[Streaming] Revisiting Ray Core streaming to perform I/O fully async avoiding syncing gRPC client and Python generator #42260

alexeykudinkin · 2024-01-09T07:39:07Z

Why are these changes needed?

Currently, when streaming responses back from one actor/task to another in Ray Core, execution of an actual IO is performed synchronously, ie every object yielded by the generator will be

Serialized (sync)
Dispatched back to the caller (sync)

This PR addresses opportunity to overlap serialization & network IO (holding no GIL), w/ actual execution of the target generator producing target output.

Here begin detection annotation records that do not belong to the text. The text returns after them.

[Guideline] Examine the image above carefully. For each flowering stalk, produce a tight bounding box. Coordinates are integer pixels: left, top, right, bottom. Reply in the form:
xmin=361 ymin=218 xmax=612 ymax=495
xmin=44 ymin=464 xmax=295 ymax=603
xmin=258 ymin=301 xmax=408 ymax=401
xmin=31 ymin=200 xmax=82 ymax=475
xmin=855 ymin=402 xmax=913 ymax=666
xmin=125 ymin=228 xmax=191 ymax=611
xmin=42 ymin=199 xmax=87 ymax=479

Overlapping network I/O (not blocking GIL) with streaming generator allows us to considerably P50 latencies

P50: ~700ms -> 485ms (30%)
P75: ~720ms -> 600ms (16%)
P99: unchanged

----------------------------------------------------------------
Stream responses asynchronously (IO threads: 1; default)
----------------------------------------------------------------

Core Actors streaming throughput (ASYNC) (num_replicas=1, tokens_per_request=1000, batch_size=10): 14199.39 +- 93.58 tokens/s
(CallerActor pid=98043) Individual request quantiles:
(CallerActor pid=98043) 	P50=480.73095849999964
(CallerActor pid=98043) 	P75=603.5131979999991
(CallerActor pid=98043) 	P99=770.7011399399998


----------------------------------------------------------------
Skip back-pressure handler
----------------------------------------------------------------

Core Actors streaming throughput (ASYNC) (num_replicas=1, tokens_per_request=1000, batch_size=10): 14643.21 +- 352.34 tokens/s
(CallerActor pid=13155) Individual request quantiles:
(CallerActor pid=13155) 	P50=685.5565414999995
(CallerActor pid=13155) 	P75=707.7666252500006
(CallerActor pid=13155) 	P99=777.5089473099982

----------------------------------------------------------------
Baseline
----------------------------------------------------------------

Core Actors streaming throughput (ASYNC) (num_replicas=1, tokens_per_request=1000, batch_size=10): 14264.66 +- 162.12 tokens/s
(CallerActor pid=12256) Individual request quantiles:
(CallerActor pid=12256) 	P50=705.1566460000007
(CallerActor pid=12256) 	P75=723.1873227499985
(CallerActor pid=12256) 	P99=771.7197762799998

Related issue number

Checks

I've signed off every commit(by using the -s flag, i.e., git commit -s) in this PR.
I've run scripts/format.sh to lint the changes in this PR.
I've included any doc changes needed for https://docs.ray.io/en/master/.
- I've added any new APIs to the API Reference. For example, if I added a
  method in Tune, I've added it in doc/source/tune/api/ under the
  corresponding .rst file.
I've made sure the tests are passing. Note that there might be a few flaky tests, see the recent failures at https://flakey-tests.ray.io/
Testing Strategy
- Unit tests
- Release tests
- This PR is not tested :(

rkooo567 · 2024-01-16T05:13:51Z

I will review it by tmrw

Signed-off-by: Alexey Kudinkin <ak@anyscale.com>

rkooo567

Generally LGTM!

rkooo567 · 2024-01-18T14:54:23Z

.buildkite/core.rayci.yml

@@ -343,7 +343,7 @@ steps:

  - label: ":ray: core: cpp worker tests"
    tags: core_cpp
-    instance_type: small
+    instance_type: medium


Is this necessary change?

Yep, recommended by @can-anyscale, as our C++ builds are periodically timing out

python/ray/_raylet.pyx

rkooo567 · 2024-01-18T14:57:26Z

python/ray/_raylet.pyx

@@ -1398,20 +1393,32 @@ async def execute_streaming_generator_async(
            raise
        except Exception as e:
            output_or_exception = e
+            is_exception = 1


why don't we use bool here?

Leftover from another experiment, let me clean that one up

rkooo567 · 2024-01-18T14:58:40Z

python/ray/_raylet.pyx

+                generator_backpressure_num_objects
+            )
+        else:
+            self.waiter = shared_ptr[CGeneratorBackpressureWaiter]()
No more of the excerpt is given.